La vegetazione è varia, mi par di riconoscere piante di pimpinella (quella che, senza, l’insalata non è bella), ma non sono sicuro: ci vorrebbero gli amici botanicanti. Dopo lo speroncino il limitare del bosco con un grande pratone, ripido ma percorribile, e la cresta in vista. Un paletto giallo è in zona coperta dagli alberi, punto a destra, poco più in basso, in luogo scoperto, dove occhieggia un evidente segnale rosso e, a due orette dall’inizio della camminata, sono in cresta. Spettacolo spettacolante. Inquadratura mai vista. A sinistra il fasciame di roccia che contorna a sud l’alta Val Cannella. Brillano nel sole il parallelepipedo della cima dell’Altare e le rocce bianche striate di nero che celano il minerale più prezioso, l’acqua della grotta dei Diavoli ai duemila, sopra la Sala del monaco. Anche lo sperone che si protende a forma di prua dal costolone est è ben visibile. La lunga costiera del monte Sant’Angelo, che sale dal Piano la Casa e, sotto, l’inaccessibile forra del vallone del Macellaro, invisibile anche a chi sale alla Bocca dei valloni.
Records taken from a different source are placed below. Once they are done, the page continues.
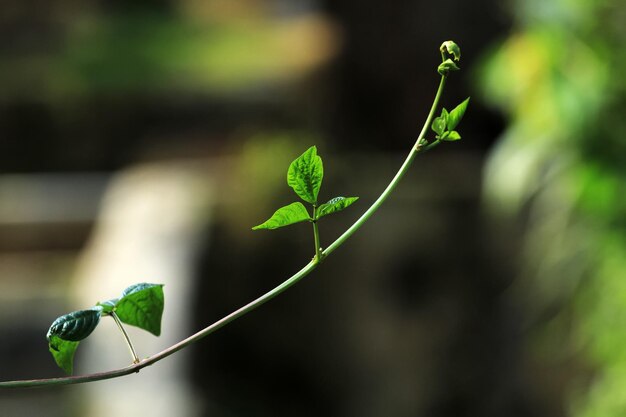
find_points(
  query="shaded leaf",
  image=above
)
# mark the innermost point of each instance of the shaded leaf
(334, 205)
(63, 352)
(305, 175)
(75, 326)
(284, 216)
(142, 305)
(457, 114)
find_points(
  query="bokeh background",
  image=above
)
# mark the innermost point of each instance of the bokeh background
(140, 141)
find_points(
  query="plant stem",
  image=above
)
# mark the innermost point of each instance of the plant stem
(126, 338)
(415, 150)
(418, 148)
(316, 236)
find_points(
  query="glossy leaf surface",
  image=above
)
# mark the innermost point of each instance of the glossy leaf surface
(75, 326)
(456, 114)
(305, 175)
(142, 305)
(335, 205)
(63, 352)
(284, 216)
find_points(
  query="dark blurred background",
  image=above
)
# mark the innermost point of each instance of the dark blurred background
(140, 141)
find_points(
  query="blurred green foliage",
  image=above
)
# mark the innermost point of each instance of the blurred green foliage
(147, 52)
(561, 164)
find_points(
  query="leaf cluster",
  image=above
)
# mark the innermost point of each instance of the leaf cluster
(305, 175)
(445, 124)
(140, 305)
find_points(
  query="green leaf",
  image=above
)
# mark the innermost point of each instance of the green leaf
(334, 205)
(142, 305)
(305, 175)
(76, 325)
(63, 352)
(450, 48)
(439, 125)
(451, 136)
(457, 114)
(446, 66)
(108, 306)
(284, 216)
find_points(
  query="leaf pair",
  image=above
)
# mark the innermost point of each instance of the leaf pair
(305, 175)
(140, 305)
(445, 124)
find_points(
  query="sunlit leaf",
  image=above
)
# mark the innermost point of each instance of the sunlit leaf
(335, 205)
(108, 306)
(63, 352)
(452, 136)
(450, 48)
(446, 66)
(284, 216)
(142, 305)
(439, 125)
(305, 175)
(456, 114)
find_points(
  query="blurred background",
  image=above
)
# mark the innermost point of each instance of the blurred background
(140, 141)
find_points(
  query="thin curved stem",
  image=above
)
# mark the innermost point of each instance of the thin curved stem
(419, 147)
(316, 236)
(126, 338)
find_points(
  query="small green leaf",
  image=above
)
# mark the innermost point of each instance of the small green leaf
(63, 352)
(305, 175)
(335, 205)
(76, 325)
(450, 48)
(439, 125)
(284, 216)
(142, 305)
(457, 114)
(451, 136)
(108, 306)
(446, 66)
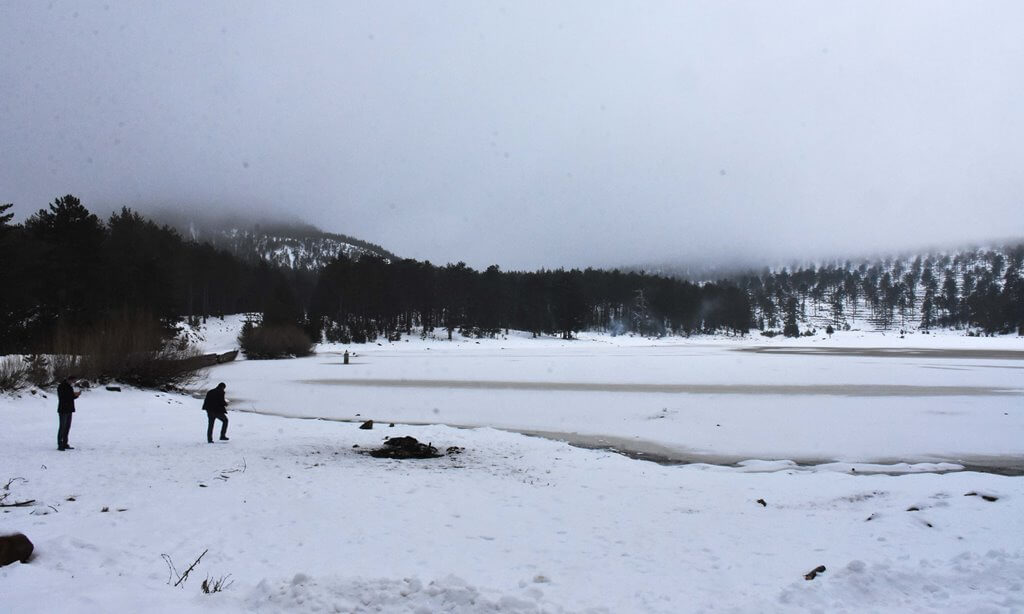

E lì, sul Piano la Casa, la zona di fonte Gelata, lo speroncino, che si aggira immettendosi nel vallone delle Mandrelle. E qualcuno che s’è fregato il sentiero delle Mandrelle, da qui non si vede più. Scende il costolone scuro del monte Pizzone, dove la mugheta ha coperto i vecchi segnali del sentiero, che saliva verso l’Acquaviva, e plana sulla cresta della Cima della Stretta, da dove, stando accorti su tracce di sentiero e cengette, è possibile occhieggiare sulla parete opposta, precipite sulla Val Serviera. E anche qui hanno rubato il sentiero, che scende alla Bocca dei valloni dalla Val Serviera, l’avrò fatto quattro o cinque volte e non lo trovo più. Sotto il belvedere del Tarì un dirupo erboso e radamente faggioso precipita sul vallone di Santo Spirito, settecento metri più in basso, forse dalle parti della fontana delle Vatarelle. In alto si intravede il cuore della Val Serviera, la zona della grotta Callarelli, e quanto è lungo per salire su: a vedere dalla grotta e dal fiorito vallone dell’Acquaviva non si direbbe, ma è proprio lunga.

Fontana del 1895 ai piedi del Porrara

E la Val Forcone che sbuca nella sella delle Murelle. Vista a occhio nudo la costa delle Murelle sembra molto ripida. Col binocolo è meno ripida, se vado a vedere da vicino, diventerà quasi pianeggiante. A destra la cresta dal Martellese a Macirenelle e le grandi pareti, che serrano l’incontro tra valle del Fossato e Val Serviera, chiudono l’inquadratura. Sulla sinistra il gran crestone promette una lunghissima camminata e infinite varianti.

La discesa è scorrevole e tranquilla. La sterratina in auto si percorre velocemente: resisto alla tentazione della porchetta de lu pennese, il norcino-bar sotto Casoli, pensando alla pecora del Silvio, sapientissimo beccaio in Ciciliano, e, all’incrocio con la strada, prendo deciso a destra; stavolta i cartelli non mi fregano, giro su Campo di Giove e scendo da Cansano o Pacentro: se non risparmio strada di montagna, almeno riprendo l’autostrada a Sulmona. Attaccata al distributore, la trattoria di Palena. Ricordo la chitarrina con la salsa fatta in casa e il gusto del peperoncino fresco piccante. Non è orario, tocca passare avanti. Mi fermo, sulla destra, alla grande fontana del 1895: dal sapore, l’acqua si direbbe più antica. Poi è solo ritorno, ammirando i grandi balzi del Porrara. E la prossima volta, si va in cresta.